Prinz Charles und die Medien: Wie unparteiisch ist er noch?
Auf familiärer Ebene sendet Charles mit der Neueinstellung ein verheerendes Zeichen. Es wirkt so, als nehme er die Beschwerden gegen die Macher des Blatts und deren Strategie nicht ernst. Stattdessen macht die Entscheidung den Eindruck, als wolle der künftige König davon auch noch profitieren. Sicher, Andrae weiß vermutlich wie kaum jemand, wie der Verlag tickt, was er braucht und nutzt. Dementsprechend kann er Informationen zur besten Zeit auf die beste Weise herausgeben. Doch damit begibt sich Charles in eine Abhängigkeit, die ihn zu Fall bringen kann.

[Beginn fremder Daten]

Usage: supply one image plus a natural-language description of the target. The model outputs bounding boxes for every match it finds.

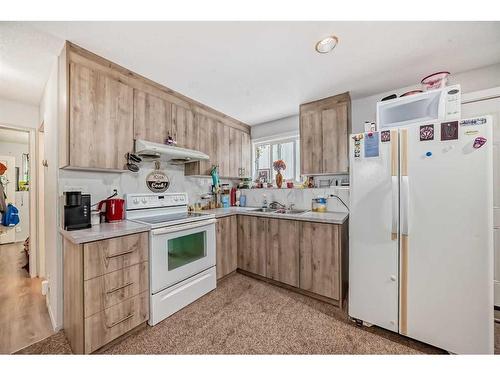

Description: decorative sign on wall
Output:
[146,161,170,193]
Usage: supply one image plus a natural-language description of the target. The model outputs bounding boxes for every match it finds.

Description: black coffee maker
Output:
[64,191,91,231]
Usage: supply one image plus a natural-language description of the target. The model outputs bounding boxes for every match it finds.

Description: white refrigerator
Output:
[348,116,494,354]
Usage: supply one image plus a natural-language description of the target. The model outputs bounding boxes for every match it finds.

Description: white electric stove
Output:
[125,193,216,326]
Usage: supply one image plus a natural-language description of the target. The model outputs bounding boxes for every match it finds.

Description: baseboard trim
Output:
[236,269,342,308]
[495,280,500,308]
[46,299,61,332]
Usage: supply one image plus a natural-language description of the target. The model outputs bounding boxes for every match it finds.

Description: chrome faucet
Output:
[269,201,286,209]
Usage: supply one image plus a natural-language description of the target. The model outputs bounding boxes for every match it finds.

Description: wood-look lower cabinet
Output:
[63,232,149,354]
[237,215,267,277]
[216,216,238,279]
[234,214,348,305]
[299,222,340,300]
[266,218,300,287]
[300,92,351,175]
[68,62,134,170]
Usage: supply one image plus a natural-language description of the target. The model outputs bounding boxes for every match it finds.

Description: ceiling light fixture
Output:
[315,35,338,54]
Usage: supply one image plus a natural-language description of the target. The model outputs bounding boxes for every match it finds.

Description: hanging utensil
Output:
[125,152,141,172]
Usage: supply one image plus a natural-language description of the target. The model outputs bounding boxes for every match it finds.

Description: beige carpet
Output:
[19,274,450,354]
[18,273,450,354]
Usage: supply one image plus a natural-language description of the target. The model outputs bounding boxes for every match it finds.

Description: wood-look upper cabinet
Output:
[69,63,134,170]
[185,114,219,176]
[266,218,300,287]
[300,92,351,175]
[229,127,242,178]
[299,222,340,300]
[171,103,197,150]
[237,215,267,277]
[216,124,231,177]
[216,216,238,280]
[133,89,172,143]
[241,132,251,178]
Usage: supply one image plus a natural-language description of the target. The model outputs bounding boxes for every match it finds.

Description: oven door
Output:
[150,219,216,294]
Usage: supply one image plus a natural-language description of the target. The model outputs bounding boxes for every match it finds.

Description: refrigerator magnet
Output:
[473,136,487,149]
[440,121,459,141]
[381,130,391,142]
[460,117,487,127]
[364,132,380,158]
[419,125,434,141]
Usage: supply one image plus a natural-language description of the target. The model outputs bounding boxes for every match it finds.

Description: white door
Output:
[0,155,16,244]
[349,130,400,332]
[462,95,500,307]
[401,119,493,354]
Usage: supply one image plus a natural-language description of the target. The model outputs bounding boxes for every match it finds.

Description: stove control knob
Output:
[133,198,139,204]
[174,197,179,202]
[141,198,147,204]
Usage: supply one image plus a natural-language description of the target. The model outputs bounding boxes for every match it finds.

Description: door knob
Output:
[390,275,396,281]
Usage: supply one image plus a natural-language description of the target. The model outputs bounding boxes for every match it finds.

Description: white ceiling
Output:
[1,21,500,125]
[0,127,29,144]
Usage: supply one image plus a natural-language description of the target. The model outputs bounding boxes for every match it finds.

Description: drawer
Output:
[84,262,149,318]
[83,232,148,280]
[84,291,149,353]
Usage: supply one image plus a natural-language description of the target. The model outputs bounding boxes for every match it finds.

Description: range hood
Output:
[135,139,209,164]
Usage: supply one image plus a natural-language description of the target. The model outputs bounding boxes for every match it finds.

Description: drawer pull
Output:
[106,282,134,294]
[106,313,134,328]
[106,249,135,259]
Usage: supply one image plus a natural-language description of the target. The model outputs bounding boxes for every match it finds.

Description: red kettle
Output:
[97,198,125,222]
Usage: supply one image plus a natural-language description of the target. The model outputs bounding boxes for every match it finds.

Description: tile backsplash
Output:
[59,162,349,213]
[239,187,349,213]
[59,162,229,207]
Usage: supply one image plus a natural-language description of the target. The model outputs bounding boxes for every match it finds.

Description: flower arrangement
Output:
[273,160,286,188]
[273,159,286,172]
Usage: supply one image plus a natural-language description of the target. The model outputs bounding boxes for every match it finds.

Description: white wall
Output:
[250,63,500,136]
[39,57,61,330]
[251,115,299,140]
[0,98,39,129]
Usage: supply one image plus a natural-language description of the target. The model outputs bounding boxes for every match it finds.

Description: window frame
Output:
[252,134,300,183]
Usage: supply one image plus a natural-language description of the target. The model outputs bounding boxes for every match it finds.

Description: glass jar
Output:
[311,197,327,212]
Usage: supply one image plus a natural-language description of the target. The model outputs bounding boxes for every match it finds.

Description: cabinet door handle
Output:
[105,313,134,328]
[106,249,135,259]
[106,281,134,294]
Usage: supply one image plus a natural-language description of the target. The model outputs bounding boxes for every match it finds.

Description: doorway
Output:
[0,125,53,353]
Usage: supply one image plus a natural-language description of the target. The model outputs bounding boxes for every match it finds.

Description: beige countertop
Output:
[201,207,348,225]
[59,220,150,244]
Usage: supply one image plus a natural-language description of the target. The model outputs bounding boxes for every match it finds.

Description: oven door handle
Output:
[151,218,217,236]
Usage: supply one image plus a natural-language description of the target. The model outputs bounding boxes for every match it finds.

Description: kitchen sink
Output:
[274,209,308,215]
[252,208,277,213]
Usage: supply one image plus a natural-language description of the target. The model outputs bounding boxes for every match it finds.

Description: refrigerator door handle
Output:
[401,176,409,235]
[391,176,398,240]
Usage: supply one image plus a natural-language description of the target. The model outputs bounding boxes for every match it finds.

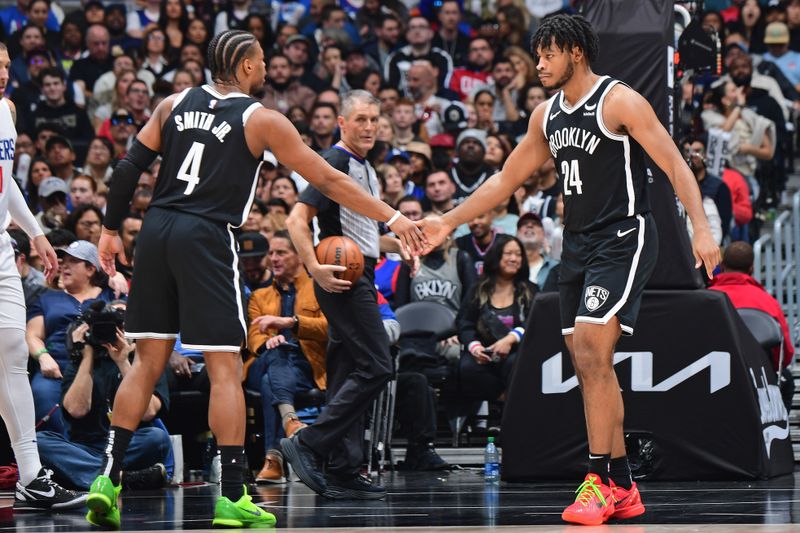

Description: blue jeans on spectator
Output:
[31,371,65,435]
[37,426,171,490]
[245,343,315,453]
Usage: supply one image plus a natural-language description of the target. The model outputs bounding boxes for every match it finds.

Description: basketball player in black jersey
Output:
[420,15,720,526]
[85,31,423,530]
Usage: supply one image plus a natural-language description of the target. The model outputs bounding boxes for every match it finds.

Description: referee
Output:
[284,90,410,499]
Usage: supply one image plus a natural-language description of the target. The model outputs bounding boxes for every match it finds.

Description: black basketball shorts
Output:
[124,207,247,352]
[559,213,658,336]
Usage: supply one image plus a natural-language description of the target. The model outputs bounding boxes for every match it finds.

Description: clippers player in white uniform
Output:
[419,15,720,526]
[86,30,423,530]
[0,43,87,511]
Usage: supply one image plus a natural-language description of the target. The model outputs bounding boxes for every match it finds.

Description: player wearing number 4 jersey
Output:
[86,30,423,530]
[418,14,720,526]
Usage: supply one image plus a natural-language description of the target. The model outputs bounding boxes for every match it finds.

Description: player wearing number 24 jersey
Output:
[416,14,720,527]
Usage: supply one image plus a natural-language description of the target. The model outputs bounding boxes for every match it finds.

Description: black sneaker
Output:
[280,434,326,496]
[14,468,88,511]
[323,473,387,500]
[406,443,450,471]
[121,463,167,490]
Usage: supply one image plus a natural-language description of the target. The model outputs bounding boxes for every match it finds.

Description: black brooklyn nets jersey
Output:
[542,76,650,233]
[149,85,263,227]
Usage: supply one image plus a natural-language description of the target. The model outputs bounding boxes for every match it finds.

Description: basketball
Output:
[315,236,364,284]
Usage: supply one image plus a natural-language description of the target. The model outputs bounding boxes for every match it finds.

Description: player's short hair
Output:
[531,14,599,64]
[722,241,754,273]
[207,30,258,83]
[340,90,380,119]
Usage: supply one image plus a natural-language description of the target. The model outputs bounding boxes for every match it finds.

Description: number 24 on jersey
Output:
[561,159,583,196]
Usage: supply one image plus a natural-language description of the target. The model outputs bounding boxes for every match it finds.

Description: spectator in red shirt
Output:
[710,241,794,407]
[721,167,753,242]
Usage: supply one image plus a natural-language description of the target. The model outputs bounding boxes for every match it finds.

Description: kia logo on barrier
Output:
[541,351,732,394]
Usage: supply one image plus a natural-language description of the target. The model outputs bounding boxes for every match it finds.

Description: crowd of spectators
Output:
[4,0,799,483]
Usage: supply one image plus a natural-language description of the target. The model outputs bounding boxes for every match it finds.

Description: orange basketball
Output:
[315,236,364,284]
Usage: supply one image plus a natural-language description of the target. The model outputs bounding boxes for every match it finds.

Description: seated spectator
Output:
[682,137,728,244]
[68,175,98,209]
[309,102,338,152]
[485,134,512,170]
[391,99,425,150]
[45,135,80,182]
[449,129,495,206]
[450,37,493,101]
[722,167,754,242]
[710,241,795,408]
[516,213,558,289]
[83,137,115,186]
[377,163,404,208]
[25,156,53,209]
[385,16,453,96]
[457,235,536,405]
[270,176,299,211]
[35,177,69,234]
[245,231,327,483]
[37,301,171,490]
[238,232,272,292]
[261,53,316,115]
[7,228,47,308]
[397,195,424,222]
[25,240,115,435]
[243,199,268,233]
[424,170,456,215]
[491,194,519,236]
[456,211,498,275]
[117,213,142,280]
[70,24,114,100]
[65,205,103,246]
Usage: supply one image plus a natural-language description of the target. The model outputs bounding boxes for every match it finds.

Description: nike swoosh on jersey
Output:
[617,227,637,238]
[549,110,562,120]
[585,103,597,111]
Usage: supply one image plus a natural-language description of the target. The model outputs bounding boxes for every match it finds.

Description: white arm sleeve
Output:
[7,178,43,238]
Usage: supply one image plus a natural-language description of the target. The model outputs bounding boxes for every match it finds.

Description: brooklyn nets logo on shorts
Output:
[585,285,609,312]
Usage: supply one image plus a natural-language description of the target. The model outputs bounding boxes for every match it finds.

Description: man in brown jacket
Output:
[245,230,328,483]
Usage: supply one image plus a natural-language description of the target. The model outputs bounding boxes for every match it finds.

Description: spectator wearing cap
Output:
[449,129,496,206]
[261,53,317,115]
[391,98,425,150]
[363,13,403,69]
[430,132,456,170]
[449,38,494,102]
[239,232,272,292]
[516,212,557,289]
[70,24,114,100]
[245,230,328,483]
[710,241,794,408]
[284,34,328,93]
[763,21,800,88]
[26,240,115,435]
[7,228,48,308]
[385,16,454,97]
[406,141,433,191]
[35,176,69,234]
[45,135,81,183]
[25,68,94,149]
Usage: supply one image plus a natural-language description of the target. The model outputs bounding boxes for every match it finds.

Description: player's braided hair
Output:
[207,30,258,84]
[530,14,599,64]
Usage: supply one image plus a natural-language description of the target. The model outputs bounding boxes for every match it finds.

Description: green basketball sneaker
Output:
[212,486,276,528]
[85,475,121,529]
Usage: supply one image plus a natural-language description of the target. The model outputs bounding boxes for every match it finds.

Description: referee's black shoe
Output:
[280,434,326,495]
[323,472,386,500]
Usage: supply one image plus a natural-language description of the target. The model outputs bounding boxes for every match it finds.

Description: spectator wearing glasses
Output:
[34,177,68,234]
[450,38,494,102]
[65,205,103,246]
[106,109,137,158]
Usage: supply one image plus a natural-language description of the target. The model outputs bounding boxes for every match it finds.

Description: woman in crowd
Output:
[377,114,395,144]
[457,235,536,404]
[26,157,54,208]
[84,137,115,186]
[244,14,274,53]
[474,89,499,134]
[172,68,197,93]
[68,175,99,210]
[65,205,103,246]
[94,68,137,130]
[485,134,513,169]
[141,27,171,78]
[503,46,537,86]
[377,163,404,208]
[159,0,190,52]
[185,18,210,49]
[26,241,115,435]
[513,83,547,138]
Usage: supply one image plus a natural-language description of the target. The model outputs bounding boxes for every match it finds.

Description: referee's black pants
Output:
[298,262,392,475]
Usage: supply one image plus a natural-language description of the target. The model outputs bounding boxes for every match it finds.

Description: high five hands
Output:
[414,215,454,255]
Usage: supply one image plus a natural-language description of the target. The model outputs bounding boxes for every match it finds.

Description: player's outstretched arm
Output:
[607,85,720,277]
[418,104,552,252]
[99,94,177,275]
[251,108,424,254]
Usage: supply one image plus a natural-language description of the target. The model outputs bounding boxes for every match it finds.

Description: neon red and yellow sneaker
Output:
[610,480,645,520]
[561,473,615,526]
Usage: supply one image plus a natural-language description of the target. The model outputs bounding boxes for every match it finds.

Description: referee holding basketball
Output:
[285,90,410,499]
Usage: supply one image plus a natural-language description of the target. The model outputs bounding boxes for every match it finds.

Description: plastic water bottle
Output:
[484,437,499,482]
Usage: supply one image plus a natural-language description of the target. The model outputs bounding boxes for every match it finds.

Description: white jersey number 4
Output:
[561,159,583,196]
[177,141,205,195]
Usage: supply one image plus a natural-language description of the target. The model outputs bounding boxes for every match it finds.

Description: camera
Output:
[67,301,126,361]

Der Vorwurf, dass er mit seiner Wahl für einen "Daily Mail"-Journalisten seine Unparteilichkeit in Frage stellt, ist nachvollziehbar. Schließlich gibt es daneben weitere große News-Organisationen wie die öffentlich-rechtliche BBC, ITV oder den großen Gegenspieler der "Mail" im Zeitungsgeschäft, die "Sun". Und Charles muss als künftiger König neutral bleiben und darf die Medien nicht gegeneinander ausspielen. Es bleibt abzuwarten, wie sich die Nähe zur "Mail" künftig auswirkt. Aber dem 73-Jährigen sollten die wenig erfreuten Kommentare der britischen Palast-Korrespondenten eine Warnung sein.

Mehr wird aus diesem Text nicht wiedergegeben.